En face du 104, le lieu des danseurs du 19ème , Abderrahman Kelil, futur professeur des écoles de 24 ans, écoute attentivement les prises de parole. Originaire de Crimée, il est très investi dans la vie de quartier, notamment avec l’Espace 19, le centre associatif des quartier du 19ème arrondissement. « Je connais bien la première victime (Demba Yatera, ndlr). Quand je l’ai su, ça m’a refroidi, j’ai tremblé. On n’avait pas pensé aux guerres de bandes. Ca a été mis au second plan avec tout ce qui se passe. C’est en plein Paris quand même … Il en est de la responsabilité de tous ! Il faut que tout le monde soit impliqué pour suivre les jeunes !  Tous se regrouper et mener une action commune et faire un état des lieux ! Nos parents se sont donnés du mal pour nous amener là. La France nous donne les moyens, malgré les inégalités de traitement ».
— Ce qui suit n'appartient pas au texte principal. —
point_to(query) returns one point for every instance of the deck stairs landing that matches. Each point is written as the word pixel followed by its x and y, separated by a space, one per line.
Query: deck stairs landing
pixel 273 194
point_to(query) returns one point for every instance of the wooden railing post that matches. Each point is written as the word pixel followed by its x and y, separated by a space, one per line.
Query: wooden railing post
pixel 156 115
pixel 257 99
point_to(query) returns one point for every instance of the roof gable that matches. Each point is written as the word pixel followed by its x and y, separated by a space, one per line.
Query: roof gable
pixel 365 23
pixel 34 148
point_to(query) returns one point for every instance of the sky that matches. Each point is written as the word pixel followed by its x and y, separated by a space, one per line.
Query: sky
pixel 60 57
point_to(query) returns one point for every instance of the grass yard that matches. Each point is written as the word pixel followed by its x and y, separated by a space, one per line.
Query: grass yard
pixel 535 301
Persuader les jeunes de se joindre au cortège

Sandrine Valorus, l’une des organisatrices, fait un point sur la manifestation. « Je suis très contente de la mobilisation. Là, on va arriver dans le coeur, dit-elle en désignant du doigt la direction, vers les rues de Tanger et du Maroc. C’est là-bas que les jeunes sont concentrés, on est en plein dedans. Je ne pensais pas qu’on allait pouvoir mobiliser autant gens à ce point-là ». Un peu plus loin, celle qui est mère de trois jeunes adultes, installée à Corentin-Cariou depuis 15 ans, nous fera cette confession. « Un de mes fils a 20 ans. Je ne dors pas tant qu’il n’est pas rentré ». 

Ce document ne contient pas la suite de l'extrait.